Summary
For this project the client was looking for the distance between zip codes and cities. The client created an Excel workbook that had multiple worksheets. Each worksheet had hundreds of zip codes in a column and 13 cities in a row. This created the need for almost 20,000 distance values. I located a web address (URL) that provide a web page with the distance between two zip codes. The web scraping was implemented using Selenium with Chrome browser.
installing selenium for excel
To setup Selenium for Excel first you need to download SeleniumBasic from GitHub. The version I used is v2.0.9.0 released 3/2/2016. After installing SeleniumBasic you need to download the driver for your browser. I use Chrome. The browser driver must be installed in the same directory as SeleniumBasic (usually C:\Users\…\AppData\Local\SeleniumBasic).
To use SeleniumBasic with Excel, while in the VBA editor you need to select Selenium Type Library (Tools > References… ).
Implementation
Since the web site URL needed two zip codes I converted the client’s cities to the city airport zip code. The code was set up to loop through all worksheets. On each worksheet the VBA worked each column zip code and cycled through all row zip codes. Some times the column zip codes where zip+4 so the code used the Left function only kept the first 5 digits.
The URL was fixed for all web calls so a string was used with place holder substrings for zip1 (XXXXX) and zip2 (YYYYY). The process simply replaced the substrings with the zip strings taken from the worksheet.
Error handling was necessary for when a web page didn’t load properly and the case where the page loaded but it didn’t contain the distance information. This occurred when a column zip code was not correct. The core code had two while loops for column and row zip codes.
Worksheet Core Code
While (ws.Cells(iRow, 1) <> "") ' until column is blank, no zip code
zip1 = ws.Cells(iRow, 1)
zip1 = Left(zip1, 5) ' zip + 4, only keep 5
While (ws.Cells(2, iCol) <> "") ' across the columns
' create URL and replace zip codes with values
url = "https://www.zip-codes.com/distance_calculator.asp?zip1=XXXXX&zip2=YYYYY&submit=Calculate"
zip2 = ws.Cells(2, iCol)
url = Replace(url, "XXXXX", zip2)
url = Replace(url, "YYYYY", zip1)
' attempt to get website
On Error GoTo tryAgain
For try = 1 To Attempts
' get website
driver.Get url
Exit For
tryAgain:
Next try
On Error GoTo 0
If (try <= Attempts) Then
' class that has distance in miles
Set miClass = driver.FindElementByClass("mi", timeout:=0, Raise:=False)

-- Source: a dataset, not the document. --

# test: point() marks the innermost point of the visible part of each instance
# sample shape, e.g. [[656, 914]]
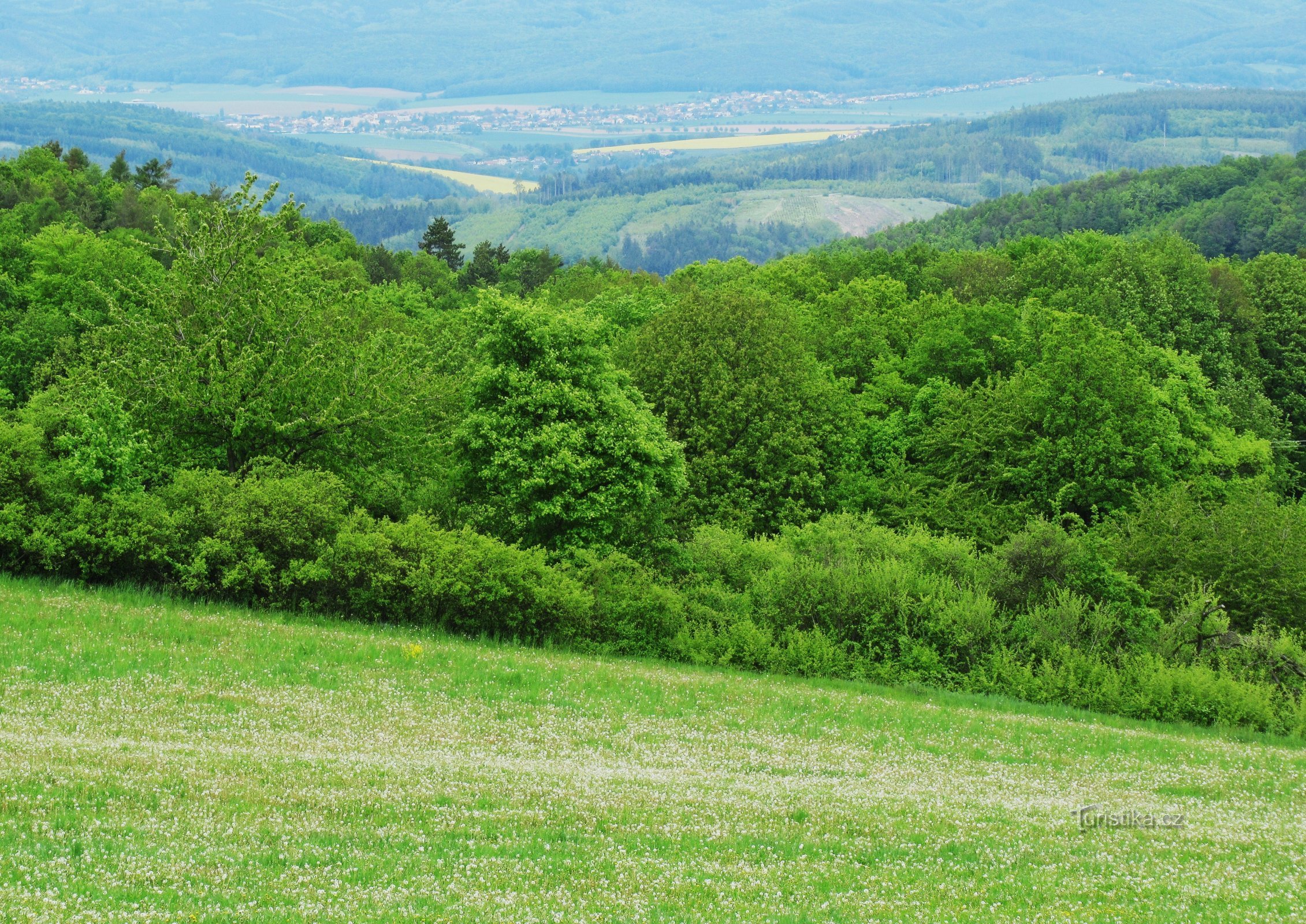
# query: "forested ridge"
[[1061, 468], [1241, 207]]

If Not miClass Is Nothing Then
ws.Cells(iRow, iCol) = miClass.Text ' get distance data
Else
ws.Cells(iRow, iCol) = 0 ' bad url, no data, flag
ws.Cells(iRow, iCol).Interior.ColorIndex = 3
' red
End If
Else
ws.Cells(iRow, iCol) = 0 ' unable to get url
ws.Cells(iRow, iCol).Interior.ColorIndex = 6
' yellow
End If
iCol = iCol + 1 ' next column
Wend
iRow = iRow + 1 ' next row
iCol = 2 ' restart column
Wend
Overall the VBA worked well. The error handling was added after run-time errors occurred during web scraping. A quick Internet search help recommend code changes to improve error handling.